# Общий раздел > Новости, факты и мнения > Интересно знать >  Кто придумал ноты???

## Sanych

*[Скрытая ссылка. Необходима регистрация. ]*

Долгое время музыку не записывали. Ее пели или играли по памяти. Она переходила от одного исполнителя к другому и со временем искажалась. Надо было найти способ записывать музыку для того, чтобы она исполнялась именно такой, какой была сочинена автором. Так и возник способ записывать музыку при помощи нот.

Система нотной грамоты, принятая сегодня в западном мире, создавалась в течение веков — с конца IX века до начала 1700х годов. Возникла она в соборах и монастырях Римской католической церкви.

Многие церковные службы пелись, но пели их по памяти. К концу IX века над словами молитвенника стали писать точки и черточки, а также рисовать маленькие завитушки. Эти значки еще не были нотами, они лишь показывали направление движения мелодии и были еще очень неточными.
К 900 году н.э. придумали более удобный способ. Знаки стали писать на определенном расстоянии выше или ниже горизонтальной красной черты, которая означала по высоте звука ноту «фа». Такая запись показывала, где нужно петь высоко, а где — низко.

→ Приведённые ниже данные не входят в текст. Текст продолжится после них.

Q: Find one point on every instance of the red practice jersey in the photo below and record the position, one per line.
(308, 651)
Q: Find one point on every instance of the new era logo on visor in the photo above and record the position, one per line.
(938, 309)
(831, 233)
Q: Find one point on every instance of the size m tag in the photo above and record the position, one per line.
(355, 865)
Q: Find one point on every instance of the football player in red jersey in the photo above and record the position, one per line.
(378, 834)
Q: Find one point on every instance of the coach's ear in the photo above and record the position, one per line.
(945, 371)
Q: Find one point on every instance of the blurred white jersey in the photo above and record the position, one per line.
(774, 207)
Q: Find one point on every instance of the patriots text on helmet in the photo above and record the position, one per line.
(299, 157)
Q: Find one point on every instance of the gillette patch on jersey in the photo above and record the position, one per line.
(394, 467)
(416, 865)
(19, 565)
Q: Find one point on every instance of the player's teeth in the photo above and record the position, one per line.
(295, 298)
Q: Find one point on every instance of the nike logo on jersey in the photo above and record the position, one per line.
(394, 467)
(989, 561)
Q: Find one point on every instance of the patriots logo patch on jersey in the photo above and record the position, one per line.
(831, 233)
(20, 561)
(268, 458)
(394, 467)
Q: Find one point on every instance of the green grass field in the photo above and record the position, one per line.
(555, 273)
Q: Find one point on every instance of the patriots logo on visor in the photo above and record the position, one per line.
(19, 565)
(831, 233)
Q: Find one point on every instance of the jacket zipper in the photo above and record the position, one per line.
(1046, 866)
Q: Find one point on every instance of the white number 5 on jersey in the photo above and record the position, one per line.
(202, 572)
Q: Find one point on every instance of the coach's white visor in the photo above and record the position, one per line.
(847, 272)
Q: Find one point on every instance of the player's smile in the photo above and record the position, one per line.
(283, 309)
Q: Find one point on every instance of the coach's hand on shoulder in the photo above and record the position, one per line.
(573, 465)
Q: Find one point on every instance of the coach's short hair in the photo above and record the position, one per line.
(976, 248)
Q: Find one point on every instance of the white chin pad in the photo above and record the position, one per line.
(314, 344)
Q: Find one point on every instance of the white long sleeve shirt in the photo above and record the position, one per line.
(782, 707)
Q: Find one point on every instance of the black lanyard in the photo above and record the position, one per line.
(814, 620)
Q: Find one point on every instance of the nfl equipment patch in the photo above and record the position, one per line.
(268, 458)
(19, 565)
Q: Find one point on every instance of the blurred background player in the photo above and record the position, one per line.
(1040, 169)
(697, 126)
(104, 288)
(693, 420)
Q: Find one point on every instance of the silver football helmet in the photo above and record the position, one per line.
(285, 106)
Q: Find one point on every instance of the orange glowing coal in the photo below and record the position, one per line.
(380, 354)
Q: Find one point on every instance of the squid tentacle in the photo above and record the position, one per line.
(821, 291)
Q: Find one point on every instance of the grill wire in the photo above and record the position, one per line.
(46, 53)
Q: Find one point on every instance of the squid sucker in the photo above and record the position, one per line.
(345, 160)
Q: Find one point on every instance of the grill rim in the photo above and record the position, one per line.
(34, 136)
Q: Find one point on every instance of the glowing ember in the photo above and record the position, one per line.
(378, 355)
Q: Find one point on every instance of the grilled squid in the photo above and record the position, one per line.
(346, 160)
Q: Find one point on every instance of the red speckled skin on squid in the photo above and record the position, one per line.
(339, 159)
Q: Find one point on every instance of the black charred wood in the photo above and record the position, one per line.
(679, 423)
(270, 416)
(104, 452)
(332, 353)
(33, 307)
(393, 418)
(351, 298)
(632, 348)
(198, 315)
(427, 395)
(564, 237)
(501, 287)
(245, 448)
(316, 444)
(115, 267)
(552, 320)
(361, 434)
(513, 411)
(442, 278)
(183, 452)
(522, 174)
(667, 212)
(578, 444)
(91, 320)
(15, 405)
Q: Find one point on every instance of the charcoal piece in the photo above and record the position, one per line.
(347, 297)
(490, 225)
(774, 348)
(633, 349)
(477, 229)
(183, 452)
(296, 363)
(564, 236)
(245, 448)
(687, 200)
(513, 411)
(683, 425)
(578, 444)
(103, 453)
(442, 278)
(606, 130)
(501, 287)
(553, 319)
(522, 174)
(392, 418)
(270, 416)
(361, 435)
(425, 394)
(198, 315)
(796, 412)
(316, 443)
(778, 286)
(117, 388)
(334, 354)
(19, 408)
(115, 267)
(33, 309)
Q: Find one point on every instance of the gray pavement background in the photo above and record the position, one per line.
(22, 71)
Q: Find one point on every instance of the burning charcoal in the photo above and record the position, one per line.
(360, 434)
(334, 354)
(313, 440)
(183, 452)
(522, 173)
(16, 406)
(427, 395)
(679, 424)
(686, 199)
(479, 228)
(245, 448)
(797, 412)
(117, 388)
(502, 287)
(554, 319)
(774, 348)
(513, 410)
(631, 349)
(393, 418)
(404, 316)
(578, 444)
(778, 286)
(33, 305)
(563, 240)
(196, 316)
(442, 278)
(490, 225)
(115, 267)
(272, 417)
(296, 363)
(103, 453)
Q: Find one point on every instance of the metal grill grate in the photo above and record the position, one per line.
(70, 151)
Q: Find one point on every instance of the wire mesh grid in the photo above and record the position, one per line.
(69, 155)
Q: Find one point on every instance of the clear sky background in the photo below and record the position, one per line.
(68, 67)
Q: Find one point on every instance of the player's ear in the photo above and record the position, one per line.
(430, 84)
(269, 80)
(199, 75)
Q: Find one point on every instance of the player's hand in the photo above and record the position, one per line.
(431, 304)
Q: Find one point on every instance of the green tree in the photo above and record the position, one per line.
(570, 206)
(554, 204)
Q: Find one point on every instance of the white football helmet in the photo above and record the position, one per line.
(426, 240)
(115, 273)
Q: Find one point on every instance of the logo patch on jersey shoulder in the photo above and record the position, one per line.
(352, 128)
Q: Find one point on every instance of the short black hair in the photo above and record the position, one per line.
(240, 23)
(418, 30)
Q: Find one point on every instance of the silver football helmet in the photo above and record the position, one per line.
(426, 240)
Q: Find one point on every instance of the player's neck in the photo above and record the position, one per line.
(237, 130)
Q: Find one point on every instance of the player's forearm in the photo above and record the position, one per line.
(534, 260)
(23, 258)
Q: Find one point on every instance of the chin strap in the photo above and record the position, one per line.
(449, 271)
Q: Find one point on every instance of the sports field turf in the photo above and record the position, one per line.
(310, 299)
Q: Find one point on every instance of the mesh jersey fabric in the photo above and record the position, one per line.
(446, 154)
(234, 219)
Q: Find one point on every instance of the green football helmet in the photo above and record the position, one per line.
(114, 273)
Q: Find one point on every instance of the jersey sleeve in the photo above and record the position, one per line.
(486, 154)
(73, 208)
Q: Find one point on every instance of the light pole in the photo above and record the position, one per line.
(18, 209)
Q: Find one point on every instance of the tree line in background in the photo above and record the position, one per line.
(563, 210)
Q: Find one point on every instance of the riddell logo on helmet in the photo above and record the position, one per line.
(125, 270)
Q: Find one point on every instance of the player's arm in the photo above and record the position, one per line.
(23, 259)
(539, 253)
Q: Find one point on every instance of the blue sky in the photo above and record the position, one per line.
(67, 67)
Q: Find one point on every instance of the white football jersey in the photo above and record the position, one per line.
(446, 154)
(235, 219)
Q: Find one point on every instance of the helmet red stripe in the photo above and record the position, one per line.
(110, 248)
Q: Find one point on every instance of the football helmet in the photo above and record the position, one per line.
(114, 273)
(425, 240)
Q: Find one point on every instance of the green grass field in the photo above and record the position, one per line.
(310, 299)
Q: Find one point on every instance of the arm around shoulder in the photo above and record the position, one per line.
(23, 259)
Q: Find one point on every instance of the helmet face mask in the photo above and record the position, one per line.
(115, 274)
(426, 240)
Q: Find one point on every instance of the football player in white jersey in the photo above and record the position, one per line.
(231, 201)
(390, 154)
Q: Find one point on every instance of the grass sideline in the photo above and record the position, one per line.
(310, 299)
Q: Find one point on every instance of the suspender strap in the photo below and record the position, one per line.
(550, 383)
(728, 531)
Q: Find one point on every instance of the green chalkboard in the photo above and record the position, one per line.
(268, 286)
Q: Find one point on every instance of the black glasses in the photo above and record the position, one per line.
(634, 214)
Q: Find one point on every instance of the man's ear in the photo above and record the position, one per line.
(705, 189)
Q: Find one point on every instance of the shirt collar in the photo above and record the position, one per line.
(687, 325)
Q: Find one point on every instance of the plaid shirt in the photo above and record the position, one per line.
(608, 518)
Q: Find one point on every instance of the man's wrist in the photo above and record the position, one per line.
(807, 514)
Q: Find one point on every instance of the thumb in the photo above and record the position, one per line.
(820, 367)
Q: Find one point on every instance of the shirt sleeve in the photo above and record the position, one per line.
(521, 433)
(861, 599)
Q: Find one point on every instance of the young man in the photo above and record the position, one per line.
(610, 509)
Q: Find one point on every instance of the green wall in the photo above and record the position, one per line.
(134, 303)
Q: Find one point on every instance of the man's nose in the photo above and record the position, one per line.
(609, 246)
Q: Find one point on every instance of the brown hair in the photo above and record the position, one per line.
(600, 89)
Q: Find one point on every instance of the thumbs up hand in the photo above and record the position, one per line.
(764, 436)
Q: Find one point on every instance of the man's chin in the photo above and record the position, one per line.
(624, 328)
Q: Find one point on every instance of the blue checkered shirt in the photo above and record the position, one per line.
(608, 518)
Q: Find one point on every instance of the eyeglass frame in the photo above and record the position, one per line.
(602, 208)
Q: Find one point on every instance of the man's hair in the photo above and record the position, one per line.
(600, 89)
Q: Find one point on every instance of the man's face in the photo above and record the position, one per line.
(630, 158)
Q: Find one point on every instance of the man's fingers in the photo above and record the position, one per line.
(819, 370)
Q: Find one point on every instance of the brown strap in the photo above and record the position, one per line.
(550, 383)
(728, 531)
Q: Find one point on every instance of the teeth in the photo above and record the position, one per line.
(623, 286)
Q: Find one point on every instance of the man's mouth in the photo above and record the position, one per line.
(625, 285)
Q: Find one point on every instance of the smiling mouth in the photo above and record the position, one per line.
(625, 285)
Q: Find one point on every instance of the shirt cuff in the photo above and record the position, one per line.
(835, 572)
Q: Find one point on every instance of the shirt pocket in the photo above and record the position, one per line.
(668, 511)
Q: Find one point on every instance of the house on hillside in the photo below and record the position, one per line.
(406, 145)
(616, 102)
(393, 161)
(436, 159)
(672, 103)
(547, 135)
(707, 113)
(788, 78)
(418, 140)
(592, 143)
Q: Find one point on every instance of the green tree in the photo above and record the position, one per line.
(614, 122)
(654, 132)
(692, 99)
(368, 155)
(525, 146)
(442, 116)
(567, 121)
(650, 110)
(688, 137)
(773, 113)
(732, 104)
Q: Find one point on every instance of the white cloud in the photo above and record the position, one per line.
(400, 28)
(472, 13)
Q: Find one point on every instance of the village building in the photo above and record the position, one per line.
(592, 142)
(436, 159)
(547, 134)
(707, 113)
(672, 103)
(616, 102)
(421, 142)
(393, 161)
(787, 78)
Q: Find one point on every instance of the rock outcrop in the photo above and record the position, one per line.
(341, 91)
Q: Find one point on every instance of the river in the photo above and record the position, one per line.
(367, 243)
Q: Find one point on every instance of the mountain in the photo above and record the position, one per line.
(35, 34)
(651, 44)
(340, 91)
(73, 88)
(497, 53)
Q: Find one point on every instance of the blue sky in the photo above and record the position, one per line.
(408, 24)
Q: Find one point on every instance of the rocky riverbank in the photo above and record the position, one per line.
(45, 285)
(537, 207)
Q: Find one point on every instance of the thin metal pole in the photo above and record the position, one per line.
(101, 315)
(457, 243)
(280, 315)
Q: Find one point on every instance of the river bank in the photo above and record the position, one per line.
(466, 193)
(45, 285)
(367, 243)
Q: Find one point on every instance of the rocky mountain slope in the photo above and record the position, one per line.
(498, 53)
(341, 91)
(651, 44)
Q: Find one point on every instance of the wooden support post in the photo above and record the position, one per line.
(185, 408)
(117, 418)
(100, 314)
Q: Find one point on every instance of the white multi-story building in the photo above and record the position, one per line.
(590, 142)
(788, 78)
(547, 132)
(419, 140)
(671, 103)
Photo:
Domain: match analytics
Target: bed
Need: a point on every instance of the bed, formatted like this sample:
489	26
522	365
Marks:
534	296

*Знакомые каждому* названия нотной гаммы — от «до» до «си» — были в XI веке введены в обиход монахом-бенедиктинцем _Гвидо Д`Ареццо_ и обозначали первые слоги слов молитвы к Иоанну Крестителю. В ней содержалась просьба о сохранении силы голоса: «Дай нам чистые уста, св. Иоанн, чтобы мы могли всей силой своего голоса свидетельствовать о чудесах твоих деяний»:
*UT* queant laxis
*RE*sonare fibris
*MI*ra gestorum
*FA*muli tuorum
*SOL*ve polluti
*LA*bii reatum
*Sa*ncte Ioannes.

Первая нота «ут» изменила свое название на более благозвучное «до» в XVII веке, последняя же, «си», хоть и не вполне согласуется с первым слогом имени святого, но так удобнее петь.

----------